The "Practice your BASIC" book was in my school library, and in the spring of 1989, I was able to take said book to the computer room at lunch breaks and for a donation of 40p to charity (Cafod, it was a Catholic school), I could do what I wanted on the computers. I learned to code. Most of the other kids played games.

That book started a remarkable journey. By 1996 I was at University studying Software Engineering, already proficient in C. Ten years later I was running my own software consultancy. Ten years after that I had been CTO for three startups and moved to London.

I often like to haunt a bookshop or library, and check out the programming books there. No 11 year old would be able to get started the way I did today in that context. I love the Raspberry Pi project and its goals, it's the closest we have to that opportunity. I do - and will continue to - support it multiple ways, and hope others do too.

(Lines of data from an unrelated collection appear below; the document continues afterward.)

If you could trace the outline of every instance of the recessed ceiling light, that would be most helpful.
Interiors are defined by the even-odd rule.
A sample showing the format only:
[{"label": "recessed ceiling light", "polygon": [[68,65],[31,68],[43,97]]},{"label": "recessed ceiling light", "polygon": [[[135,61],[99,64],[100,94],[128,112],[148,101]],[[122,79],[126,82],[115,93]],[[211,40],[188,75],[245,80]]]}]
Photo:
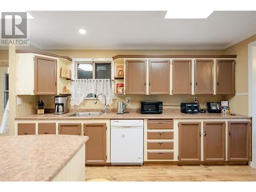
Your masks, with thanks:
[{"label": "recessed ceiling light", "polygon": [[83,29],[79,29],[79,30],[78,31],[81,34],[86,34],[86,31],[85,30],[84,30]]}]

Honestly, without those introductory guides to coding, I don't know what would have happened to me, but the odds say, considering what happened to my classmates from that school, drug overdose or prison were on the cards.

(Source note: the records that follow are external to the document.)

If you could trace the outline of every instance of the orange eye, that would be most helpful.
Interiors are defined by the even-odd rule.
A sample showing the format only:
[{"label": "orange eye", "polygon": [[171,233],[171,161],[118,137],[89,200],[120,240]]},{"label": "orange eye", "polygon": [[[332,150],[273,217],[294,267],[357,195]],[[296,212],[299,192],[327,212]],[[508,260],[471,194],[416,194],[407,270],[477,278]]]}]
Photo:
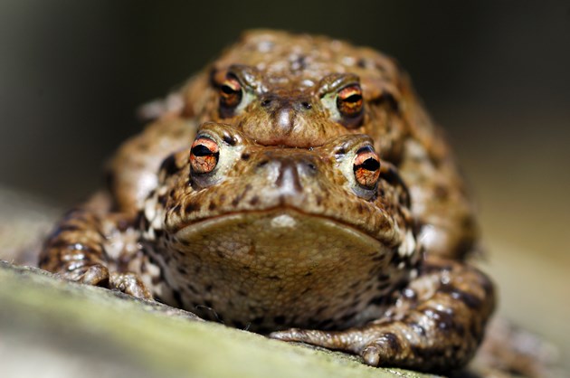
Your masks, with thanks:
[{"label": "orange eye", "polygon": [[337,108],[345,117],[359,116],[362,113],[363,104],[362,89],[358,84],[345,87],[337,95]]},{"label": "orange eye", "polygon": [[356,152],[353,169],[356,182],[372,189],[380,176],[380,158],[371,146],[362,147]]},{"label": "orange eye", "polygon": [[228,75],[220,85],[220,105],[235,108],[242,102],[242,84],[233,75]]},{"label": "orange eye", "polygon": [[192,144],[190,150],[190,167],[194,174],[208,174],[218,164],[220,147],[214,140],[199,137]]}]

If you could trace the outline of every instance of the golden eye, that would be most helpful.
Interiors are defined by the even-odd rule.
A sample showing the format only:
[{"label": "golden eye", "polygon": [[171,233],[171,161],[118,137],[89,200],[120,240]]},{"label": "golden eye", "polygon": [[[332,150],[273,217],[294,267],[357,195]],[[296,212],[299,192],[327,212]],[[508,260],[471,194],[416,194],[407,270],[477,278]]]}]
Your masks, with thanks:
[{"label": "golden eye", "polygon": [[344,117],[356,118],[361,115],[364,100],[358,84],[343,88],[337,94],[337,108]]},{"label": "golden eye", "polygon": [[354,163],[355,178],[361,186],[372,189],[380,177],[380,158],[371,146],[366,146],[356,151]]},{"label": "golden eye", "polygon": [[220,85],[220,105],[224,108],[235,108],[242,102],[243,93],[242,84],[233,75],[228,75]]},{"label": "golden eye", "polygon": [[214,140],[199,137],[190,149],[190,168],[194,174],[208,174],[218,164],[220,147]]}]

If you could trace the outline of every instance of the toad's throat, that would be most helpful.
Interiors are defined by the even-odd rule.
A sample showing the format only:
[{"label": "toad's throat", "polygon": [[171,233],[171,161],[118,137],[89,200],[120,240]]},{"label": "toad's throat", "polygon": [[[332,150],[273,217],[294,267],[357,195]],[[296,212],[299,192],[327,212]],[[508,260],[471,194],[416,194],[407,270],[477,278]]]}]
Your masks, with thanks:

Thanks Usborne. Thanks BASIC. Thanks to that computing teacher who had that idea.

Check out 'Coding for Beginners Using Python' by Osborne.

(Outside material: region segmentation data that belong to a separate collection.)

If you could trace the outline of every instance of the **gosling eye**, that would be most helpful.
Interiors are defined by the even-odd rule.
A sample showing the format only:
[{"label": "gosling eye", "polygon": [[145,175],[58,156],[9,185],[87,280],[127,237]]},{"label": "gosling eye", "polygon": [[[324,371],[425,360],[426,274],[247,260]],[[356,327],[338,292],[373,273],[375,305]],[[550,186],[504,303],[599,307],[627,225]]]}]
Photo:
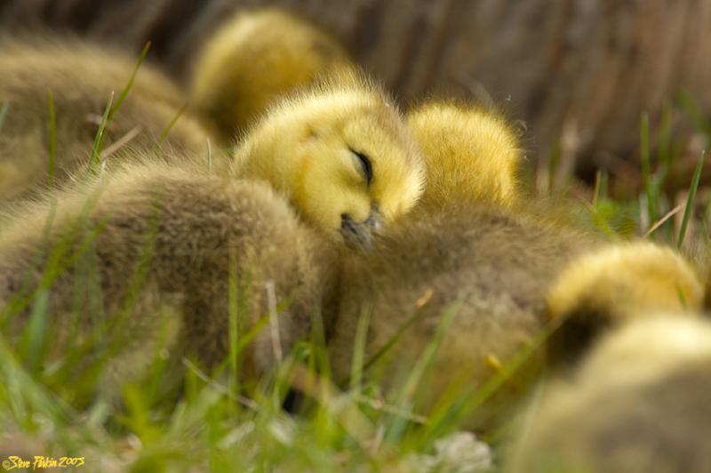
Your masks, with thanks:
[{"label": "gosling eye", "polygon": [[359,169],[363,172],[363,175],[365,176],[365,183],[370,186],[371,182],[372,182],[372,164],[371,164],[371,160],[363,153],[359,153],[352,148],[349,149],[357,158]]}]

Also have a look at 'Coding Projects in Python' by DK books.

Both these books are excellent and would enable a smart and determined 11 year old to learn to code.

To be honest these books teach coding in a way that is much easier than it was in your day. You can also jump on many, many websites and teach yourself how to code.

You're also an exception. Many, many kids read those old Osborne books and only a very tiny fraction like yourself became coders and an even smaller fraction became as successful as yourself.